I was at the funeral. Your funeral. Heckuva time but I won't (I can't, really) get into how emotionally draining it was. Suffice to say it had what you might expect -- crying, speeches, a few laughs, but I thought you should know something else that went on so that you can see that no where is immune from the kind of frustration that we often spoke of. The parking situation was inexcusable.

As I'm sure you know by now, you were not the first person to be buried in that cemetery. And though you really packed them in (it was a very well attended event) I can't imagine that you were the top box office draw that that venue has ever hosted. But they still haven't figured out what to do with cars that come in for the funeral. The line extends out into the intersection, and then, once you come in, there is no one telling you where you should park, no signs directing you anywhere. I drove around, and after circling the facility, I found a little out of the way spot about three miles from the main building where everyone was assembled. I got my hiking gear on, packed rations and made my way towards the throngs. When I arrived, I heard someone from the funeral home announce that everyone should now get back into cars so that we could drive to the area of the cemetery near the grave site. So I turned around, found my sherpa and started back. When I looked at the map, I realized that where I was parked was only a short train ride to the site so I figured I should just keep walking. So I did, and got to the grave well before most anyone else. People kept filing in, having dutifully gotten into their cars, assembled in a line, driven 5 feet only to park again for lack of space. There must be a better way.

Then we waited. People just kept coming.

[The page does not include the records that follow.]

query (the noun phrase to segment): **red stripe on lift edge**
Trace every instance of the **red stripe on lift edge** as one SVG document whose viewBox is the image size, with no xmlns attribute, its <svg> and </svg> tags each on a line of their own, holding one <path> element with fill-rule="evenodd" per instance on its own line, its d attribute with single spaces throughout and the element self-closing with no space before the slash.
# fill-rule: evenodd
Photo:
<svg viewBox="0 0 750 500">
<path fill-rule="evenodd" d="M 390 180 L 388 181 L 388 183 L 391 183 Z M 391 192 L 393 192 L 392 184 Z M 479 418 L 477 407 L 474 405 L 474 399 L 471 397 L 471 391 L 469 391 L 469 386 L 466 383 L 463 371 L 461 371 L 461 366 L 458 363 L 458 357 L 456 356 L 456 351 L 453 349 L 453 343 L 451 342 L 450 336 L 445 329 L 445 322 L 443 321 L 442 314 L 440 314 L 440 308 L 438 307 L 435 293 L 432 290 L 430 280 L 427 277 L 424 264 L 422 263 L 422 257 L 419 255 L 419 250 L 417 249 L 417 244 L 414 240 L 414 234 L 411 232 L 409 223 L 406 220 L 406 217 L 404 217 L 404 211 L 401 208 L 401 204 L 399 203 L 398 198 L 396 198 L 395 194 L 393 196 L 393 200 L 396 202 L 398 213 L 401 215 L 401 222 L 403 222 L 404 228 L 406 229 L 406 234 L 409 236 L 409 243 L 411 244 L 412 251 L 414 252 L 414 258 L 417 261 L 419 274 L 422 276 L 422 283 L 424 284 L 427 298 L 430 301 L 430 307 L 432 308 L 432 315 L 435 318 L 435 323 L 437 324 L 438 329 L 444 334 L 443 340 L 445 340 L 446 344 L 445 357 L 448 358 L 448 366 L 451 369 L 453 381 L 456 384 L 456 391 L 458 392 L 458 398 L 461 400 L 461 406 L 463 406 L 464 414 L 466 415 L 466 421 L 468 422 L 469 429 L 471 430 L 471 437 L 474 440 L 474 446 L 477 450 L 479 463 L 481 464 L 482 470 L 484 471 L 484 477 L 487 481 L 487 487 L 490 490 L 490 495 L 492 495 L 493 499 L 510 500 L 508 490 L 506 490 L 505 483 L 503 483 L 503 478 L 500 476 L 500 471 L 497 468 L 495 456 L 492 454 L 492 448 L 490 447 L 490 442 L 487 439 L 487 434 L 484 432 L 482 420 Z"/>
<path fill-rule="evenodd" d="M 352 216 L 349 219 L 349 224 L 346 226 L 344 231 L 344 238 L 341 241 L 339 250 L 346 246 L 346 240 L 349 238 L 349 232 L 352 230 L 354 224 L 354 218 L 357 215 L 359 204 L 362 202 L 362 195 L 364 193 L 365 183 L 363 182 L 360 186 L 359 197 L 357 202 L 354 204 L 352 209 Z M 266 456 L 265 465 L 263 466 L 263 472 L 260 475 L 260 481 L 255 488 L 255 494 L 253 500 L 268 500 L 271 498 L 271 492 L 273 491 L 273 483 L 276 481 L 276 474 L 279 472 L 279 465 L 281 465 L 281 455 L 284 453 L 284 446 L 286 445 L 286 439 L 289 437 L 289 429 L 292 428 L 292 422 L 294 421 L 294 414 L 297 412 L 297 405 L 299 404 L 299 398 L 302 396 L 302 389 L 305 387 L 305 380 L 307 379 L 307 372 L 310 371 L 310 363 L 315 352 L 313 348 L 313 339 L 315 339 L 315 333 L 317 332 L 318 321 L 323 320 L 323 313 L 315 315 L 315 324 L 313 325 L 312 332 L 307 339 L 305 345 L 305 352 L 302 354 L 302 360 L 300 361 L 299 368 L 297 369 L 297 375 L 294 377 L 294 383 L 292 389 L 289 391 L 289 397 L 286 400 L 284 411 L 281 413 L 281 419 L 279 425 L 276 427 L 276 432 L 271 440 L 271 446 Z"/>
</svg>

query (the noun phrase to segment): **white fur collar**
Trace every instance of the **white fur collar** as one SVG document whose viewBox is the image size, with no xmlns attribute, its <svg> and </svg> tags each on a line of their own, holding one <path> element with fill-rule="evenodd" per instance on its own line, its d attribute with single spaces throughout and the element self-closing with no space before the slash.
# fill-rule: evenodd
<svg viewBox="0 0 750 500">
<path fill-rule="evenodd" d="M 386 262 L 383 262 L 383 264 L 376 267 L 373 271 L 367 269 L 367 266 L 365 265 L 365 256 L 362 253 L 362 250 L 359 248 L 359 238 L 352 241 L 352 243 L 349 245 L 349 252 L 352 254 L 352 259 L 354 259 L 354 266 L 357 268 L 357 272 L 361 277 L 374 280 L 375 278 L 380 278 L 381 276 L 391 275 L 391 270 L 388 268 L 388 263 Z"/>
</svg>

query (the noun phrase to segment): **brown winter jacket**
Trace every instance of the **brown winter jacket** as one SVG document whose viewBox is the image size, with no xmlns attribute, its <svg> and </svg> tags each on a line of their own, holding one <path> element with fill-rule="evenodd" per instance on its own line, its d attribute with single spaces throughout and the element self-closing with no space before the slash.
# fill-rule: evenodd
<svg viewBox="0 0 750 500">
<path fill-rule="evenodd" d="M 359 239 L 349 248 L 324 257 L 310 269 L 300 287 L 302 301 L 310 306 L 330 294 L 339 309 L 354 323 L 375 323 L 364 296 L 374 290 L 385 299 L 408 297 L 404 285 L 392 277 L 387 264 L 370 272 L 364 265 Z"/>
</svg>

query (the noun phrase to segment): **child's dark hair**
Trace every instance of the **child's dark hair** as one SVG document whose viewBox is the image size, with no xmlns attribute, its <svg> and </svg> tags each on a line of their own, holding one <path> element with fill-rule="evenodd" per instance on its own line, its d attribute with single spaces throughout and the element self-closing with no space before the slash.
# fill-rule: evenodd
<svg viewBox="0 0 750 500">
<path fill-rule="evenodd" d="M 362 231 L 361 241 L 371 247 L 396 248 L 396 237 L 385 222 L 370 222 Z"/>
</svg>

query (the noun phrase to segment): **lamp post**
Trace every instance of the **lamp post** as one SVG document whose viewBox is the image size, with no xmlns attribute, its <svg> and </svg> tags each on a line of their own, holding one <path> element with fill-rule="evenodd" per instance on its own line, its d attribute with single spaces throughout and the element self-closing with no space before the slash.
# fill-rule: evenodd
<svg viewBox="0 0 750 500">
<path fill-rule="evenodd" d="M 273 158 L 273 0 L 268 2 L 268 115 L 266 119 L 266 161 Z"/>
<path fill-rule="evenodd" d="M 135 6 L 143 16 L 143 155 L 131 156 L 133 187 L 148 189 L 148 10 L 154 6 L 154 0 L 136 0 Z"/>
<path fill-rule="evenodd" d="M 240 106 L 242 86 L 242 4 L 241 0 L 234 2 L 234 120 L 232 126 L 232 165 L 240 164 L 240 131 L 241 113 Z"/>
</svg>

And just when we thought that there was no room for anyone else, the same guy from the funeral home announced that anyone who walked over and left a car parked back by the central building had to go move it because there were other funerals and the volume of cars had effectively shut down the entire cemetery. It was like Woodstock all over again, except with more funerals and less Wavy Gravy. Not none, mind you, just less. There is nothing to get a funeral off to a rollicking start like a threat from a big guy telling you to move your car. So I ignored him. I assumed he wasn't in the kind of shape necessary to make it all the way to my car and ticket me.

As much as the parking situation was complete chaos, the funeral itself was too. Were certain people supposed to stand in a particular place? Who needed to get access to what and where is it proper or improper to step? There are no signs or directions. But it was a nice day and I do believe that I noticed the planes flying overhead dip their wings out of respect.

There were Sea Scouts and Venture Scouts and probably other scouts also. If I ever had a need to tie a knot, this was the time to do it. There were grown men and women in uniform. There were black hats and wigs, and bald heads and baseball hats. There were children and adults, students and teachers. There was an ambulance with reps from your Volunteer Ambulance Corps (good thing, also, as during the funeral someone felt faint and the guys had to run to the rig to get the stretcher and help the person out), there were college friends, high school friends and others. There was, and I say this as a testimony to you, an air of class and dignity. There was a hope that you brought to any situation. There was inspiration and a sense that we can all do better because you showed us that we always must try to do better. So thank you for that.

Your skipper had the bosun ring 8 bells and secure from the watch. All is well on your ship. Sail well, Rachel.